A segunda tópica não se esgota, entretanto, com as diferenciações entre ego e Id. Freud (1923/1987) nos fala ainda a respeito de uma variação do ego, que constituiria a terceira instância da segunda tópica: o superego ou ideal do ego. Para compreender melhor o que seja essa instância, precisamos recorrer aos conceitos de identificação e complexo de édipo. Segundo Freud (1921/1976, p. 55) a identificação pode ser definida “como a mais remota [mais primitiva e original] expressão de um laço emocional com outra pessoa”. Nela, o indivíduo esforça-se por assumir as características do objeto que lhe serve de modelo, moldando seu próprio ego segundo o aspecto daquele a quem se dirige a identificação. Esse processo é bem diferente de uma relação objetal verdadeira, na qual o indivíduo reconhece o outro como alguém distinto em relação a si próprio, baseando seu relacionamento com ele nessa distinção. Na relação de objeto libidinal, há um interesse real pela outra pessoa, sendo a libido dirigida para o objeto de amor, e não em direção ao próprio indivíduo. Além do mais, a identificação tende a ser um processo parcial, em que apenas uma ou poucas características da outra pessoa são internalizadas pelo ego, ocasionando assim um relacionamento empobrecido, no qual esse outro jamais é considerado em sua inteireza. A identificação tende a constituir relações extremadas, em que o outro é visto, ou como inerentemente mal, ou como inerentemente bom, não se admitindo a ambivalência do objeto de amor.

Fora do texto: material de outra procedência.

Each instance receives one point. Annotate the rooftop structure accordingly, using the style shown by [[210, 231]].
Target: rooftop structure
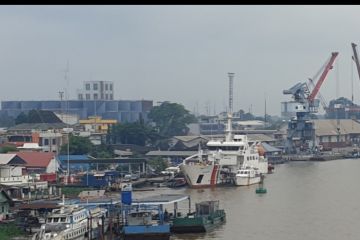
[[97, 90]]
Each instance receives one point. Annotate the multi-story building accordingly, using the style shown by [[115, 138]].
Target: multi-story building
[[97, 90], [120, 110]]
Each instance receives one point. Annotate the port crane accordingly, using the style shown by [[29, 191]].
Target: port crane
[[301, 131], [356, 58]]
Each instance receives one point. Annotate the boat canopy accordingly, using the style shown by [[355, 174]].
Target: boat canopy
[[160, 199]]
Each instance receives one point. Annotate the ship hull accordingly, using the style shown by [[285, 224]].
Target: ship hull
[[246, 181], [198, 175]]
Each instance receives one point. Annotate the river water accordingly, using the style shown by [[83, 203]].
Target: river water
[[304, 200]]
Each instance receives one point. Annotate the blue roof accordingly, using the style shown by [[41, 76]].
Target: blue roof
[[73, 157]]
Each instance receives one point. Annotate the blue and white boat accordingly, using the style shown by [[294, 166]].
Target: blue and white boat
[[139, 225]]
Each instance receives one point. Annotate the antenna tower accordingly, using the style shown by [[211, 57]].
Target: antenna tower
[[231, 84]]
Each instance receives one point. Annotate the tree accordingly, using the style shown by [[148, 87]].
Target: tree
[[6, 121], [133, 133], [78, 146], [21, 118], [171, 119], [8, 148], [102, 151], [158, 164]]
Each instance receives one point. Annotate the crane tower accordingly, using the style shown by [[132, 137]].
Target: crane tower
[[301, 131]]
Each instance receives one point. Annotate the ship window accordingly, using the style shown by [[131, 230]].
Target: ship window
[[200, 178]]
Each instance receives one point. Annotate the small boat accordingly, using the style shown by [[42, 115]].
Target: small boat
[[207, 216], [140, 226], [271, 168], [176, 182], [72, 222], [247, 176]]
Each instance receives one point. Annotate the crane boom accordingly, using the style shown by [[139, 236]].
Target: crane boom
[[322, 77], [356, 58]]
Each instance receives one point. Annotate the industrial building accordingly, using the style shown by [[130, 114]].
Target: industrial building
[[96, 90], [120, 110]]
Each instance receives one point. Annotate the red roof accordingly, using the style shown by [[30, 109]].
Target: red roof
[[36, 159]]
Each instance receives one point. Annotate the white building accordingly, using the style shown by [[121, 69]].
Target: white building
[[97, 90]]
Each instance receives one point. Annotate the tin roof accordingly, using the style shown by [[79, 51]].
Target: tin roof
[[36, 159], [160, 199]]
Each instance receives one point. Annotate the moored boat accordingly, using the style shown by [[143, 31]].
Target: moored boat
[[247, 176], [140, 226], [207, 216]]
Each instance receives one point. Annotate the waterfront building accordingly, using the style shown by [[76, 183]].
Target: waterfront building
[[97, 90], [49, 136], [39, 162], [95, 124], [120, 110], [332, 133]]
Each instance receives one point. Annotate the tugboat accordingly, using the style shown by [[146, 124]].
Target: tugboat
[[247, 176], [206, 217], [138, 222], [140, 226]]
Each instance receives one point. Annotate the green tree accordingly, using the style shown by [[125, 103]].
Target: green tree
[[133, 133], [171, 119], [78, 146], [158, 164], [6, 121], [21, 118], [102, 151], [8, 148]]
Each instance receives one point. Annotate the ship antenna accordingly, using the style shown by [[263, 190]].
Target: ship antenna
[[229, 125]]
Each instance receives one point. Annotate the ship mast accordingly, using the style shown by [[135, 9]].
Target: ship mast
[[228, 130]]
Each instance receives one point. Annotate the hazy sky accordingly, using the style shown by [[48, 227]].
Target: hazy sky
[[178, 53]]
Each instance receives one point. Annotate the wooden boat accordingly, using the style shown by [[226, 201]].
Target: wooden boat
[[207, 216]]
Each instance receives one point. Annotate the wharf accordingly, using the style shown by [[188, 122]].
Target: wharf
[[314, 157]]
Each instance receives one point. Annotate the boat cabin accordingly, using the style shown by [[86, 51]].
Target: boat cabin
[[140, 218], [206, 207]]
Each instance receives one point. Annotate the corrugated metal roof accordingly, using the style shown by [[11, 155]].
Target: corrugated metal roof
[[269, 148], [160, 199], [328, 127], [171, 153], [5, 158], [39, 126], [73, 157], [36, 159]]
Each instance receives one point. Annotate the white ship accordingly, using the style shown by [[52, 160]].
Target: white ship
[[72, 222], [247, 176], [221, 162]]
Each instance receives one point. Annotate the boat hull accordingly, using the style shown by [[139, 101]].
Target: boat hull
[[197, 224], [198, 175], [246, 181], [148, 232]]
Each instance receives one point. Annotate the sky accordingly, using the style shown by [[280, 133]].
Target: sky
[[178, 53]]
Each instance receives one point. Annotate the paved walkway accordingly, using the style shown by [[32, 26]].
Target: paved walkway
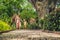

Todavia, a identificação – enquanto antecessora da relação objetal – prepara o caminho para um laço emocional efetivo. A qualidade comum a duas pessoas, elemento que as une na identificação, pode tornar-se assim o sucedâneo para uma relação de amor efetiva. É nesse ponto que chegamos à questão do complexo de édipo, e de como tal complexo terá conseqüências significativas na formação do superego. O complexo de édipo está ligado à maneira como a Psicanálise entende a sexualidade infantil e a sexualidade como um todo, o que abordaremos melhor no tópico sobre o desenvolvimento psicossexual. Por ora, basta entendermos, de acordo com Freud (1905/1996) e (1923/1987) que:

- A criança estabelece inicialmente com sua mãe uma relação de dependência física e emocional, em que necessita desta última para sua gratificação e conforto. No caso do menino, a relação que este possui com seu pai, nesse primeiro momento, é de identificação;

- Por volta dos três a cinco anos de idade, o interesse sexual que o menino possui pela mãe intensifica-se, tornando a relação inicial de identificação com o pai uma relação de hostilidade e ciúme, em que se compete pelo amor da mãe. O pai é agora um obstáculo a ser enfrentado. O conflito decorre da ambivalência dessa relação, já que apesar de haver se identificado até então com seu pai, o menino reconhece agora nele um impedimento à realização de seus desejos;

- A dissolução do complexo de édipo é alcançada quando o menino consegue finalmente dirigir seu interesse sexual e afetivo a outros objetos que não sua própria mãe, e incorpora em sua conduta, aspectos masculinos provenientes da identificação com seu pai. Freud denomina tal reconhecimento de complexo de castração, em que a criança percebe que não poderá realizar seus desejos da maneira como esperava, diminuindo com isso sua onipotência e seu narcisismo. No caso da menina, dá-se o inverso, sendo que a relação hostil perante a mãe e o amor direcionado ao pai são substituídos pela identificação com a mãe e sua feminilidade, e com a possibilidade de se amar outras pessoas do sexo oposto que não o próprio pai.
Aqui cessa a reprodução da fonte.